The legacy of colonial trauma among Filipinos is a form of generational memory. But unlike many scholars of trauma studies, I believe that generational memory is not simply a collective memory, or shared memory that forges a group identity, but an energetic memory that lingers in our DNA.
You may ask, why should you care? For two reasons, 1) there are generational memories that you have inherited, that are not necessarily your own issues; and 2) generational memories do not have to define you. You can release the generational baggage! As an Energy Detox Coach, I have seen the results firsthand for my clients and my family.
Life can be challenging enough without carrying around our ancestors’ energetic baggage. What generational tendencies do you see in yourself and your family? And what have you done to prune your family tree? I invite you to share your comments below.
I remember, clearly, the day I heard traditional Celtic music for the first time. It was as if shutters had been lifted in my mind, and light was pouring in.
I resonated, somehow, as if I understood a secret language – encapsulated in lilting tunes and mournful melodies.

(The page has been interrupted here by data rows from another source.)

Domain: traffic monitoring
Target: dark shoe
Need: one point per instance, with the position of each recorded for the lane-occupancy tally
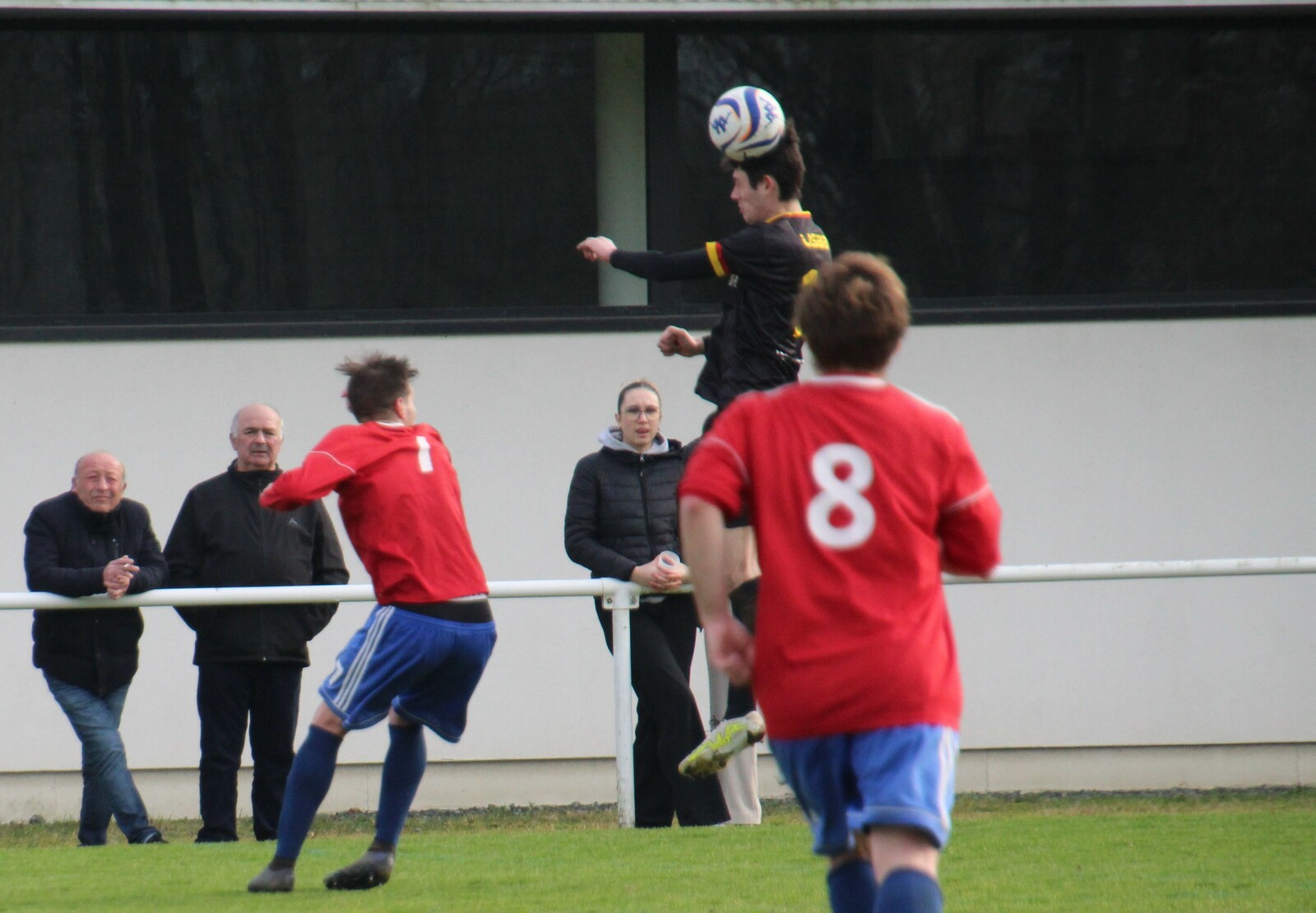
(370, 871)
(271, 880)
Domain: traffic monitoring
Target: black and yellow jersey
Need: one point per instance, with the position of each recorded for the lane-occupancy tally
(753, 345)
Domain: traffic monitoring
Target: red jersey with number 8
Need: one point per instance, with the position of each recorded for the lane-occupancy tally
(401, 507)
(861, 494)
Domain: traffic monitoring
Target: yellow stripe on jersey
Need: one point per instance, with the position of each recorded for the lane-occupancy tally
(715, 257)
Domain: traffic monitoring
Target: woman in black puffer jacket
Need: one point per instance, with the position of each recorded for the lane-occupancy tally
(622, 517)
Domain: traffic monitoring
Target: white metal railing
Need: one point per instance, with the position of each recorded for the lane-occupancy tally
(619, 595)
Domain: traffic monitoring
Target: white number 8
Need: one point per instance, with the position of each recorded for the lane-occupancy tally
(846, 492)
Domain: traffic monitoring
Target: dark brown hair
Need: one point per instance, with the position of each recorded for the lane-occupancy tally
(785, 164)
(855, 315)
(375, 383)
(637, 384)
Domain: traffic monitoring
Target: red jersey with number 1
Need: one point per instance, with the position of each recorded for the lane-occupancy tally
(861, 495)
(401, 503)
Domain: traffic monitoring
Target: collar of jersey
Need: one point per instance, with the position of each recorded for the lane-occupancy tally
(857, 379)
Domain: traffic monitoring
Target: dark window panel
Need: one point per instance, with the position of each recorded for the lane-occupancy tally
(221, 171)
(1070, 160)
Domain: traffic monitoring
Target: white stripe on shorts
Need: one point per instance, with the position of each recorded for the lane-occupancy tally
(362, 660)
(947, 754)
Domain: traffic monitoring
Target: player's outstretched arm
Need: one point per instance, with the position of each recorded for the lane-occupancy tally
(971, 537)
(596, 249)
(319, 475)
(678, 341)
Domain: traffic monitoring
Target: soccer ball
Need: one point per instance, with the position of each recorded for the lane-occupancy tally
(747, 123)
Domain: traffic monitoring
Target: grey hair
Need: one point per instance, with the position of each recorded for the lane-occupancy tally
(100, 453)
(234, 427)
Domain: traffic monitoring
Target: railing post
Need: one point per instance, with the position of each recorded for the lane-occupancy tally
(622, 599)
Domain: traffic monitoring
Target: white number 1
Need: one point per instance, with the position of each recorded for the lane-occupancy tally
(427, 465)
(846, 492)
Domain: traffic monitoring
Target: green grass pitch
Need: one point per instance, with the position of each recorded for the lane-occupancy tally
(1175, 851)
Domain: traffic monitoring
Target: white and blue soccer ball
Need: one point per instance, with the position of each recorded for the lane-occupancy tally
(747, 123)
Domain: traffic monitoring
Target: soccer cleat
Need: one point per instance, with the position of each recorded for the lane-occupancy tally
(730, 739)
(271, 880)
(370, 871)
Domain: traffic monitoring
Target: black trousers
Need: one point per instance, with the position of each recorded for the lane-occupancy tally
(668, 719)
(227, 696)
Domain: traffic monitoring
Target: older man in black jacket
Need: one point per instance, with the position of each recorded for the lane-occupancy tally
(250, 656)
(85, 542)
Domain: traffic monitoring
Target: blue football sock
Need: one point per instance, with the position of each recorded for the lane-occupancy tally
(308, 783)
(850, 887)
(405, 766)
(908, 891)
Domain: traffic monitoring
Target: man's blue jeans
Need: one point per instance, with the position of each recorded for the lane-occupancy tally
(109, 786)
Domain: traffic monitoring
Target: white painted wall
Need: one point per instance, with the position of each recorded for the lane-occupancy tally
(1105, 441)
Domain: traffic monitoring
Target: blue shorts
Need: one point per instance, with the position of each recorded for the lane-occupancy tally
(901, 776)
(425, 669)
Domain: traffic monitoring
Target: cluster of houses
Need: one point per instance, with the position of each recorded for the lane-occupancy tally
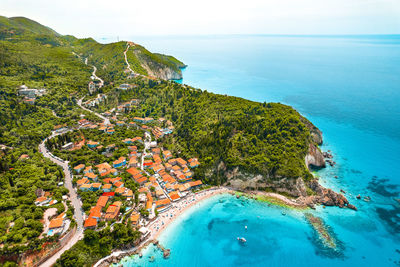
(58, 225)
(96, 101)
(171, 181)
(45, 200)
(30, 95)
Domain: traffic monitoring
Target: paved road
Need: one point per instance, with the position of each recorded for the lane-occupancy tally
(106, 120)
(95, 76)
(75, 201)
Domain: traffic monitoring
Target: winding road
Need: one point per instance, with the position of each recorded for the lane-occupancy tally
(75, 201)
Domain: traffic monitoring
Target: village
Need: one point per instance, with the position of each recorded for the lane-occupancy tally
(162, 180)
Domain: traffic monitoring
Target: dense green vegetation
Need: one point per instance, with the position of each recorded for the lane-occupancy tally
(269, 139)
(96, 245)
(224, 132)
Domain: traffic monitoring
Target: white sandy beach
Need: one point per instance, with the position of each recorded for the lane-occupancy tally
(165, 218)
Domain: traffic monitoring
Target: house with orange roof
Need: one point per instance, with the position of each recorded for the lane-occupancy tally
(149, 203)
(56, 224)
(120, 190)
(91, 176)
(143, 190)
(168, 166)
(79, 168)
(141, 180)
(92, 144)
(174, 195)
(116, 179)
(195, 184)
(193, 163)
(128, 194)
(133, 162)
(86, 187)
(127, 141)
(160, 204)
(176, 168)
(156, 151)
(132, 148)
(90, 223)
(96, 186)
(158, 168)
(103, 167)
(135, 217)
(147, 163)
(95, 212)
(88, 169)
(167, 154)
(107, 187)
(118, 184)
(41, 201)
(181, 162)
(82, 181)
(133, 171)
(119, 162)
(157, 159)
(102, 201)
(160, 194)
(172, 162)
(113, 211)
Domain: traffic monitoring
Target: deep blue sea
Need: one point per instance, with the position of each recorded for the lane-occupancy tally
(349, 87)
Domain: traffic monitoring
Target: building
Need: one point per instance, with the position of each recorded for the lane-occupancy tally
(113, 211)
(92, 144)
(125, 86)
(102, 201)
(119, 162)
(90, 223)
(135, 218)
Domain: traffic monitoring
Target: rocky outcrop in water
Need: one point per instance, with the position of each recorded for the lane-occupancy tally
(315, 158)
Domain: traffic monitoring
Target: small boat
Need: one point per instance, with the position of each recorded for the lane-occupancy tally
(242, 239)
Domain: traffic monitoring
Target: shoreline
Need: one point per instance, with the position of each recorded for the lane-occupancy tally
(158, 226)
(165, 219)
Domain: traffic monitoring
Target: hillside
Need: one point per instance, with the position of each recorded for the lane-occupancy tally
(239, 143)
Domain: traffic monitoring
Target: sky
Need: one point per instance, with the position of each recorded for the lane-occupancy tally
(99, 18)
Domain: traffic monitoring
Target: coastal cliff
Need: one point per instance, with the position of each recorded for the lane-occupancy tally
(307, 192)
(157, 65)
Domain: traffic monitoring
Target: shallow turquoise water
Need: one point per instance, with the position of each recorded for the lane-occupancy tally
(349, 87)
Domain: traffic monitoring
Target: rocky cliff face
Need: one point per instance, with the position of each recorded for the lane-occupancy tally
(315, 158)
(163, 72)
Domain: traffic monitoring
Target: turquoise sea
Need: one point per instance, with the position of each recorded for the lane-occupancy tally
(349, 87)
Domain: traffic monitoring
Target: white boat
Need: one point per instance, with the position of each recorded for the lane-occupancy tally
(242, 239)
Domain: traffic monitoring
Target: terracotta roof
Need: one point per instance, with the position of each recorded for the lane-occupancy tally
(41, 199)
(95, 212)
(120, 190)
(174, 195)
(135, 217)
(132, 171)
(90, 222)
(195, 183)
(80, 166)
(107, 186)
(163, 202)
(102, 201)
(56, 223)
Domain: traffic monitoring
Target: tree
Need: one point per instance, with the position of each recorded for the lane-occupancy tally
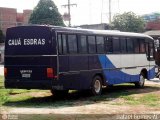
(1, 37)
(128, 22)
(46, 12)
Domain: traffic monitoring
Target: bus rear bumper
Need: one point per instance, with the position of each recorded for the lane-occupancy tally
(28, 84)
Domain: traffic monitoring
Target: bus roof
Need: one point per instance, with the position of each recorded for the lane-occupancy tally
(91, 31)
(101, 32)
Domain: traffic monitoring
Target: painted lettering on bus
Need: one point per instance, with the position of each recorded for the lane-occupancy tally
(34, 41)
(15, 42)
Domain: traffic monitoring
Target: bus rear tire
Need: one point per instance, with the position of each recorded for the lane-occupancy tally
(140, 83)
(96, 86)
(59, 93)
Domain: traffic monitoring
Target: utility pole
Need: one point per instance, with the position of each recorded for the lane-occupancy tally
(69, 5)
(110, 11)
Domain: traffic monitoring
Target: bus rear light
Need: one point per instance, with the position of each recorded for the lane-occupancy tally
(5, 72)
(50, 72)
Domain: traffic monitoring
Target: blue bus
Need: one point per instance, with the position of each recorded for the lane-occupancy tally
(61, 58)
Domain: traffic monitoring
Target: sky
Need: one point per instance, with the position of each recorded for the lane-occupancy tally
(91, 11)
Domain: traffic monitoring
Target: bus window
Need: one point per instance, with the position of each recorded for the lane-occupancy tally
(129, 45)
(64, 43)
(109, 45)
(151, 51)
(92, 44)
(82, 44)
(100, 44)
(136, 45)
(72, 44)
(123, 44)
(116, 45)
(59, 44)
(142, 45)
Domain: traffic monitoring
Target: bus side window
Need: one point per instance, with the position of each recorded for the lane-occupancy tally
(82, 43)
(116, 45)
(123, 44)
(130, 45)
(64, 44)
(142, 46)
(60, 43)
(92, 44)
(72, 44)
(150, 51)
(100, 44)
(136, 45)
(109, 45)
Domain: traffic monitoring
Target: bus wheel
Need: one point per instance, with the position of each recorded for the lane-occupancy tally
(140, 83)
(96, 86)
(59, 93)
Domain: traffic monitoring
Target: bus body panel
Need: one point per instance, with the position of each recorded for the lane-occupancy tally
(29, 52)
(125, 68)
(77, 71)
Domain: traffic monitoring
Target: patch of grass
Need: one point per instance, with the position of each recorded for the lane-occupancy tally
(150, 99)
(5, 94)
(124, 94)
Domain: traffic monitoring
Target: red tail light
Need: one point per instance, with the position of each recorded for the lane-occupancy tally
(5, 72)
(50, 72)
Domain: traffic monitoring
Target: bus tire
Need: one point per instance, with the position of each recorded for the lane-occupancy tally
(140, 83)
(96, 86)
(59, 93)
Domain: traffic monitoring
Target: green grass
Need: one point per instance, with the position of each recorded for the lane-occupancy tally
(5, 94)
(127, 94)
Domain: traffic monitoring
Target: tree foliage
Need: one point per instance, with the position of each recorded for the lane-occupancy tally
(46, 12)
(128, 22)
(1, 37)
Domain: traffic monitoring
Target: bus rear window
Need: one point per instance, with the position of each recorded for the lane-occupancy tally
(30, 40)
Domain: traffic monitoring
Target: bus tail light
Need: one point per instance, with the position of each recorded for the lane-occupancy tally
(50, 73)
(5, 72)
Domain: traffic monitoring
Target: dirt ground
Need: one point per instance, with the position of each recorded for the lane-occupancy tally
(94, 108)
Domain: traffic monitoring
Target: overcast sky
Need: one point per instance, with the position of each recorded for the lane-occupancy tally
(91, 11)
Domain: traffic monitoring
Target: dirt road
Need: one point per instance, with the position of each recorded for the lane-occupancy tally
(109, 106)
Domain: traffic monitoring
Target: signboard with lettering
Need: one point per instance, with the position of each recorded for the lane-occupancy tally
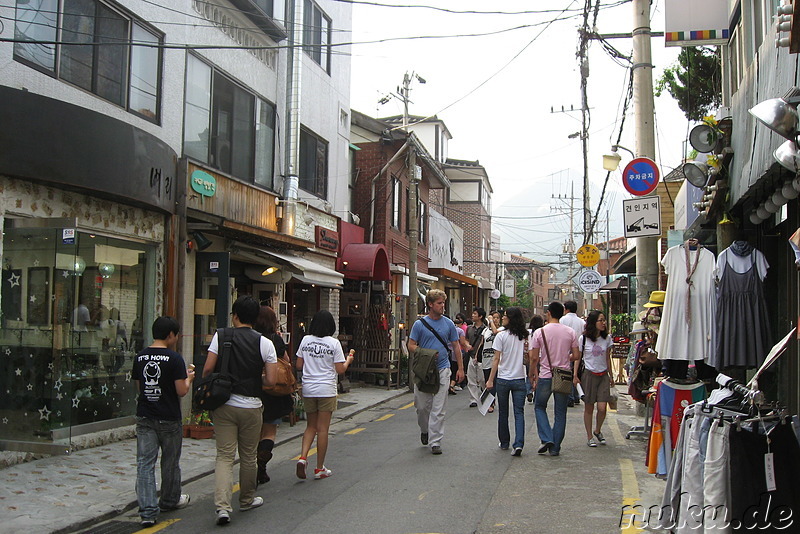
(588, 255)
(642, 217)
(327, 239)
(590, 281)
(640, 176)
(203, 183)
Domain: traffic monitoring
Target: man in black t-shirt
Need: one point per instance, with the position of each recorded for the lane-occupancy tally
(161, 379)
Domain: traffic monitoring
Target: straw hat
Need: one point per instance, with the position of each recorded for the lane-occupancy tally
(656, 299)
(638, 328)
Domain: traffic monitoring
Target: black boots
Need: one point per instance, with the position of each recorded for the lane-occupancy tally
(264, 456)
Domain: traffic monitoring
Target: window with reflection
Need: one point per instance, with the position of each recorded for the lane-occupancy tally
(75, 310)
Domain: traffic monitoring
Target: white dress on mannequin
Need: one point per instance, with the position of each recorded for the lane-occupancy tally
(680, 337)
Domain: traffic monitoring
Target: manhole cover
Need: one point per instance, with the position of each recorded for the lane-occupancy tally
(115, 527)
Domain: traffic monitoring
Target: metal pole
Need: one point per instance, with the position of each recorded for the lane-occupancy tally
(646, 247)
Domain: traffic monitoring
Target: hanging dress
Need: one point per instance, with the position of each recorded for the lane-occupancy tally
(687, 319)
(743, 336)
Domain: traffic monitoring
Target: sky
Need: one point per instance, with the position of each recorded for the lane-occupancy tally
(495, 94)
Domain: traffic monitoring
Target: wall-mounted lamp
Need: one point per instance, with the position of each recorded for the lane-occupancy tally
(611, 161)
(201, 242)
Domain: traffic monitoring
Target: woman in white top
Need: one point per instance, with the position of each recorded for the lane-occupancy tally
(321, 359)
(597, 380)
(509, 372)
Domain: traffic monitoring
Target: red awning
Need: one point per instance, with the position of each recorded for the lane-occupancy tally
(364, 261)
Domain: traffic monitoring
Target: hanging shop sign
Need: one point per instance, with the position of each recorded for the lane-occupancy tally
(588, 255)
(642, 217)
(203, 183)
(326, 238)
(640, 176)
(590, 281)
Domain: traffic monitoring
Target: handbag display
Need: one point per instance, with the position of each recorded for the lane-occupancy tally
(562, 378)
(285, 382)
(214, 390)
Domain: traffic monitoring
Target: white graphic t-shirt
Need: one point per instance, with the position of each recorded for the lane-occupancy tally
(594, 353)
(319, 372)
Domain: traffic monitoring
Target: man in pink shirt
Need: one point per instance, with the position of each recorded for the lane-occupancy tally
(563, 345)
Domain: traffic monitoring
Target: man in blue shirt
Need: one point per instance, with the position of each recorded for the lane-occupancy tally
(431, 407)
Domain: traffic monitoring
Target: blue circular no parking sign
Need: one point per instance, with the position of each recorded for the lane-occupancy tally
(640, 176)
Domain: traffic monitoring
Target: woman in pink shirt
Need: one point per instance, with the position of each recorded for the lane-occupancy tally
(563, 348)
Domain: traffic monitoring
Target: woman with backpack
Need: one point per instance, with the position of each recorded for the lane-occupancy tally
(508, 371)
(596, 380)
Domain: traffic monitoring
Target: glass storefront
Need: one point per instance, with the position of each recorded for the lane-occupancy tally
(76, 307)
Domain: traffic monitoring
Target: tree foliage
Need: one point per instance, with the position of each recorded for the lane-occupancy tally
(694, 81)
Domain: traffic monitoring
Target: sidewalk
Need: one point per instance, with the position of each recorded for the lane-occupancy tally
(66, 493)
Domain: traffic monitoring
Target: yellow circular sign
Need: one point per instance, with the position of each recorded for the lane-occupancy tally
(588, 255)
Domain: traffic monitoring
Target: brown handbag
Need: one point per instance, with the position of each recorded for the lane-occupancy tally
(285, 382)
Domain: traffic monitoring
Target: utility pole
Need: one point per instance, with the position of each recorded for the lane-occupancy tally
(646, 247)
(568, 249)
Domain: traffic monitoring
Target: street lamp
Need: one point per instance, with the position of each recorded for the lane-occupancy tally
(611, 161)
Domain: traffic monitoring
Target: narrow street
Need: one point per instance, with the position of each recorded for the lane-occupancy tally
(386, 481)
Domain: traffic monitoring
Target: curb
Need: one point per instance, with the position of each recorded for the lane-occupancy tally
(81, 525)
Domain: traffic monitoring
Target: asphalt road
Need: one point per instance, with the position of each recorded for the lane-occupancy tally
(385, 481)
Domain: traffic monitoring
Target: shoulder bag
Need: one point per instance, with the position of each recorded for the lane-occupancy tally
(214, 390)
(285, 381)
(562, 378)
(435, 333)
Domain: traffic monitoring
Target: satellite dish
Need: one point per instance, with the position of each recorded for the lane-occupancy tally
(704, 138)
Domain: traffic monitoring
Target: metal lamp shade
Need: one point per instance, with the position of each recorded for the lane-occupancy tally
(696, 173)
(611, 161)
(787, 155)
(778, 116)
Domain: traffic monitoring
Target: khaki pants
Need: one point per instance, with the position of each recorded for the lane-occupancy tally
(235, 428)
(430, 409)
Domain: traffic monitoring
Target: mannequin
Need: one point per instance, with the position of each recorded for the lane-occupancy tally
(687, 321)
(742, 328)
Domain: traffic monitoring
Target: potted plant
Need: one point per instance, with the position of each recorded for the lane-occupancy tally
(198, 426)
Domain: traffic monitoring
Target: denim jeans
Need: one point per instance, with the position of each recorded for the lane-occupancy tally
(152, 434)
(548, 434)
(518, 390)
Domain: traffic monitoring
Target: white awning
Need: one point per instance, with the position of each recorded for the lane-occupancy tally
(302, 269)
(420, 276)
(311, 273)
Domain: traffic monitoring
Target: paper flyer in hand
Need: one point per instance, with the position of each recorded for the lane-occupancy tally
(486, 401)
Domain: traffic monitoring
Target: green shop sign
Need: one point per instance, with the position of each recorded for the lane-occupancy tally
(203, 183)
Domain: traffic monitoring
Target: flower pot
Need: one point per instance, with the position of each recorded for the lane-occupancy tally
(200, 431)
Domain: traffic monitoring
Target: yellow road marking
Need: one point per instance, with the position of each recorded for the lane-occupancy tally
(630, 497)
(161, 525)
(311, 453)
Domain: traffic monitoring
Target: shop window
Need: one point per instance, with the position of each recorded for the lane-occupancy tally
(116, 70)
(317, 35)
(74, 313)
(313, 175)
(227, 127)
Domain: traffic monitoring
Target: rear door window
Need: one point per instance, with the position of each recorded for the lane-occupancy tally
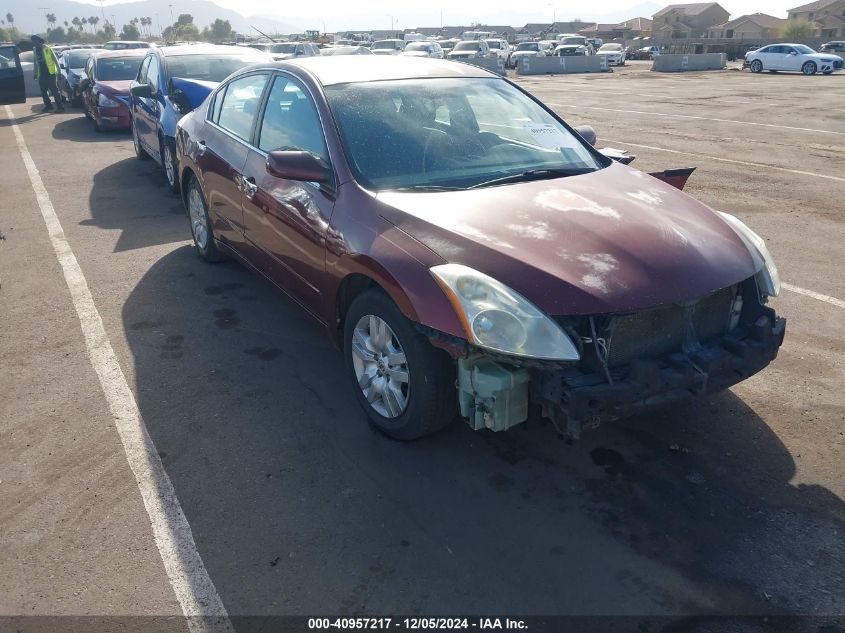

I was intrigued, and wanted to know what this meant. Some time after, I discovered my ‘roots’ went back to Celtic Irish.
I had never been told this before. I had never thought about my ‘roots’ very much. But I have no way of knowing how I ‘knew’ – so intimately, so resonantly – that this was ‘my’ music… speaking to and through me…
It could only have been passed down through DNA.
Beautiful words, Vashti. I love how you point out the positive connection we share with our ancestors. I often focus on the blocks to clear from our ancestral line (because it is something we may intuitively know, but we are not aware that it is simple to release the energetic pattern). At the same time, we have much to be gained by acknowledging the legacy our ancestors leave us.